But the blame doesn’t rest with the media. I’d say its a 80/20 split with Solo herself bearing and the way the entire situation was handled bearing the greater burden. During a year where domestic violence became a hot-button issue for the NFL, the mightiest and most visible of the professional sport behemoths, the governing body of the U.S. women’s team failed to act decisively. When we finally saw pro football players held accountable for their acts (at least in terms of domestic violence) by the league they play for, Hope Solo’s transgressions were swept under the rug and ignored. Heap this on top of her penchant for colorful commentary, her lash-out at Brandi Chastain, her criticism of her coach and replacement after she was benched in 2007, it all adds up to a negative image. The arrest details, while embarrassing, don’t really shock me. She’s clearly not a nice person. Neither is Michael Jordan, but millions still idolized him. It’s the entirety of the package that gets wearisome, and you can see it in the eyes of her teammates as well. This is not someone they want to rally around to help her through a hard time. She’s a commodity they value for her play, but if she suddenly retired, I doubt they’d spit on her if she were on fire. Harsh, but probably true.
Yet there she is, front and center. The U.S. team (not the players, obviously) made their bed, and now they must sleep in it. Warnings to reporters to keep questions focused “on the field” awkwardly short and terse responses from players, it’s all a bad look for the sport. She is a spectacular athlete, and makes the team better, but is it worth it? Prior to Monday’s game, I bet the answers would’ve been mixed. Post-three potential game-changing saves, I bet it’s unanimous. And that’s the rub. She’s good. Potentially game-making good. But is winning worth it?
And this headline, the laughable “redemption tour” for Hope Solo, over-shadows the very real farewell tour for Abby Wambach. Just how good is the heart and soul of the U.S. team? Once-in-a-lifetime good. She’s scored 182 international team goals. To put that in perspective, let’s roll call: Lionel Messi has 45, Cristiano Ronaldo 52, the immortal Pele 77. The closest man to Wambach? Ali Daei (ever heard of him?) from Iran with 109. The closest woman? Mia Hamm with 158. She needs one more goal to tie for most World Cup goals in Women’s history, and just three to tie the highest-scoring World Cup man. She’s blue-collar, hard-working, and from Western New York. What’s not to love? Yet she plays third-fiddle to the Hope Solo circus and the Alex Morgan show. I don’t dislike Morgan, but when the Bulls went to the finals in ’91, Jordan got the press and all the endorsements, not B.J. Armstrong (another young offensive specialist who came off the bench and occasionally started. I pray at least one person gets that reference.). What’s the difference? B.J. wasn’t prettier than Michael.

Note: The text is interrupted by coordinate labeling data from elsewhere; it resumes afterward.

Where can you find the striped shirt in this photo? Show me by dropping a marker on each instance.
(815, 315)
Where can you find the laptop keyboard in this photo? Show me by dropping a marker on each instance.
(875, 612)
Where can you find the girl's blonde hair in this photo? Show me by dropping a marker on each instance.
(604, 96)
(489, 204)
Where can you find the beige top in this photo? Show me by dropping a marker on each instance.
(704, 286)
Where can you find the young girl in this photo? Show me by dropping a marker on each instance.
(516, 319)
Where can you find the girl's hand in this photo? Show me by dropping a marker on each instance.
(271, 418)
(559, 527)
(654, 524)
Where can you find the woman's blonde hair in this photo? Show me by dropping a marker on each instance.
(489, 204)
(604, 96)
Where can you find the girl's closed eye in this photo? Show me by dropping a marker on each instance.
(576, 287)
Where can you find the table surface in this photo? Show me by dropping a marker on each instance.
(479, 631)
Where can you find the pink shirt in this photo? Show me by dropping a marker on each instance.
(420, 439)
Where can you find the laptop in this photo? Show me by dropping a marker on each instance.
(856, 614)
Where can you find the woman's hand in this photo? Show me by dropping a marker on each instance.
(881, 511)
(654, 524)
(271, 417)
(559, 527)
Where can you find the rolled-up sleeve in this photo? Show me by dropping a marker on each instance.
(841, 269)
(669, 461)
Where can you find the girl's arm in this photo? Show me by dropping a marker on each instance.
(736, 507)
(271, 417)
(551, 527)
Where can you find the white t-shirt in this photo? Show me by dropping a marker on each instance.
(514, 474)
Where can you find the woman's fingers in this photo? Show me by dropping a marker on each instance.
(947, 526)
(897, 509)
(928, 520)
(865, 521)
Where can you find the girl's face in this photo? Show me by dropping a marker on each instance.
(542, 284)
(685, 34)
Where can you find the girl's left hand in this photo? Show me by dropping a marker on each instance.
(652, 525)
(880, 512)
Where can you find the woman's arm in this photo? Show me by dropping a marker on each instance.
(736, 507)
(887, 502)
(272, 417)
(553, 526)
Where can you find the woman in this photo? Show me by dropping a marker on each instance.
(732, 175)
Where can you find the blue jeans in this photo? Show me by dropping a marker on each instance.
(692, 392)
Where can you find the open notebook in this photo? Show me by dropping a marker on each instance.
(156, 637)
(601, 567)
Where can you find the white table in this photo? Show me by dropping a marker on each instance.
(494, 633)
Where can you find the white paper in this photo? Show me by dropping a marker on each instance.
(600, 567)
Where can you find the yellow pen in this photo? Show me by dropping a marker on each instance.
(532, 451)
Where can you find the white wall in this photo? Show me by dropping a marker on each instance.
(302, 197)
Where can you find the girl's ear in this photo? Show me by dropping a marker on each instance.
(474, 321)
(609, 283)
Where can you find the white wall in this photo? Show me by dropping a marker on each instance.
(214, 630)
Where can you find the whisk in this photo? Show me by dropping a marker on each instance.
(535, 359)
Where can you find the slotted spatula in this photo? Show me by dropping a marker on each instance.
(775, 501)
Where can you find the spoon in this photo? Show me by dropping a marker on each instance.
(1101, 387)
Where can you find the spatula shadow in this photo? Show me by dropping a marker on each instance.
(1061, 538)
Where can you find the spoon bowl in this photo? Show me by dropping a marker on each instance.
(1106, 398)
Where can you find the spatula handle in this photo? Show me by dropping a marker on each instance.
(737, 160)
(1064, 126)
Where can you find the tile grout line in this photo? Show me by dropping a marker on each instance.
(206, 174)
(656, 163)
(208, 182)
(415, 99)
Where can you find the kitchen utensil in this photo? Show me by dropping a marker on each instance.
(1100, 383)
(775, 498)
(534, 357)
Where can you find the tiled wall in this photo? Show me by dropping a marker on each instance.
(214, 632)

Between the Solo act and the struggle to be respectable and still marketable, this year’s women’s team has plenty of off-the-field adversity to face. But they are brilliant when they’re on the field, and all the distractions go away. I know we can’t ignore the media hijinks, the inevitable she’s-hot-she’s-not commentary in the background, and even the slowly settling dust of the FIFA scandal (which apparently saw the worst of the chauvinists, responsible for comments like “maybe more people would watch if they wore tighter shorts” get their just rewards). I’m not saying we have to. Let’s just try to focus on what’s important: these ladies have worked exhaustively to get here, and are representing the United States with a very real chance at international success. So turn off the internet (unless you’re streaming) and just enjoy the purity of the sport, and let all the static fade into background noise.